Proton therapy may help breast cancer patients avoid cardiotoxicity
BY Bryan Tutt
March 13, 2018
Medically Reviewed | Last reviewed by an MD Anderson Cancer Center medical professional on March 13, 2018
Radiation therapy to the whole breast or chest wall and the internal mammary lymph nodes can deliver a radiation dose to the heart that increases the risk of cardiovascular events. To see whether proton therapy can reduce this risk, a multi-institutional clinical trial is comparing proton therapy to standard photon-based radiation therapy for patients with locally advanced breast cancer.

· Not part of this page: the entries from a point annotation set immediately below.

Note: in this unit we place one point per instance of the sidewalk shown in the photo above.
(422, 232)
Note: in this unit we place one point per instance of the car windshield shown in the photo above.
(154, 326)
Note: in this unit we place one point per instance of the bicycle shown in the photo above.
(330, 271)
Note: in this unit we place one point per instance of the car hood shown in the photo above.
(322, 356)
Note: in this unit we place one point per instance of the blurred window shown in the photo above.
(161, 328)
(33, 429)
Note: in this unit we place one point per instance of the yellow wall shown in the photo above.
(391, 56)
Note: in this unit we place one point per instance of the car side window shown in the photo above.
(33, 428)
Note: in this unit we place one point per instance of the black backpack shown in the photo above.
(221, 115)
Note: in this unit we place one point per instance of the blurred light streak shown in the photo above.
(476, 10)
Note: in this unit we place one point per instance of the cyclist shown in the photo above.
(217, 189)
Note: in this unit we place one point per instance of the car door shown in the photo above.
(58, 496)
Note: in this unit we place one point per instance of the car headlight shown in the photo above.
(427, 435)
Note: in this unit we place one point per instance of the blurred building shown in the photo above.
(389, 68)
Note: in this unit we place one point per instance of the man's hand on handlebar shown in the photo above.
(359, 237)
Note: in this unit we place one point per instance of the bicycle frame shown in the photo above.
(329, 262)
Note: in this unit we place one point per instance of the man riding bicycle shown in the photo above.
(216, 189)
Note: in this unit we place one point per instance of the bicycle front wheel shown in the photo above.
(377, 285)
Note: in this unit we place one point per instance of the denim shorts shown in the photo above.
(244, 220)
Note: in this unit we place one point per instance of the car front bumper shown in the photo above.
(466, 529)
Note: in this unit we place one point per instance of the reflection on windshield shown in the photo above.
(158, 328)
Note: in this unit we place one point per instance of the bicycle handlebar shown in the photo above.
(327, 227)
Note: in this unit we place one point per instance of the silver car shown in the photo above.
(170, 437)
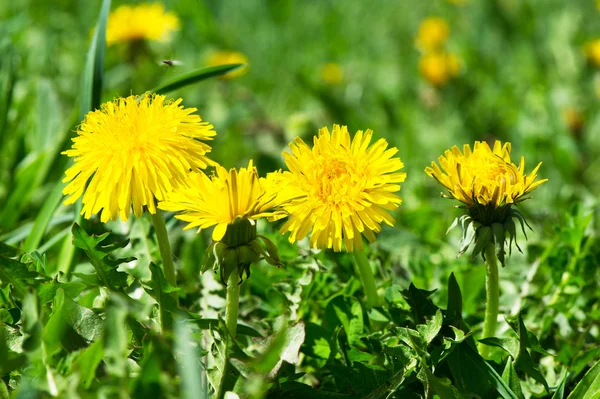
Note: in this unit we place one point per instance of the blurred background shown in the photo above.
(424, 75)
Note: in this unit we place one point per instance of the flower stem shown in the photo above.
(367, 278)
(164, 246)
(492, 296)
(232, 302)
(166, 255)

“Breast cancer patients tend to be long-term survivors,” says Karen Hoffman, M.D., an associate professor of Radiation Oncology. “They have multiple decades ahead of them in which to face the consequences of treatment.”
When a patient’s heart is irradiated, these consequences may include major cardiovascular events such as heart failure, coronary heart disease, myocardial infarction, valvular disease, arrhythmia and unstable angina.
Despite efforts to reduce the radiation dose to the heart, the risk of cardiotoxicity from standard photon-based radiation therapy for breast cancer remains.
“With the techniques we use at MD Anderson, our dose to the heart with photons is lower than published data nationally,” Hoffman says. “But protons have the potential to get that dose even lower.”
Head-to-head trial
Hoffman is MD Anderson’s principal investigator on the Phase III RAD-COMP trial (No. 2016-0085), which is enrolling patients with node-positive breast cancer who have undergone mastectomy or lumpectomy and require radiation therapy to the whole breast or chest wall and the internal mammary lymph nodes.
“Radiation therapy to the internal mammary node chain carries a high risk of cardiotoxicity because the chain runs right along the sternum,” Hoffman says.
Patients in the trial are stratified by age, baseline cardiovascular risk, type of surgery, and affected breast before randomization to ensure that equal numbers of patients in each subgroup receive proton- or photon-based treatment. Patients in both the proton and photon therapy groups receive a radiation dose of 45.0-50.4 Gy delivered in 1.8-2.0-Gy fractions.
The trial’s primary endpoint is major cardiac events, for which patients will be followed up for 10 years.
“We can look at treatment plans and agree that proton therapy delivers a lower cardiac dose than standard therapy does," says Elizabeth Bloom, M.D., a professor of Radiation Oncology and a co-investigator of the trial. “But we need to know if what we see on paper will translate into reduced long-term cardiac harm.”
The trial’s secondary endpoints include patient-reported fatigue, body image, and other quality-of-life measures. The researchers also will compare rates of locoregional control and overall survival, neither of which is expected to differ significantly between the patients treated with protons and those treated with photons.
This article originally ran in the February 2018 issue of Oncolog.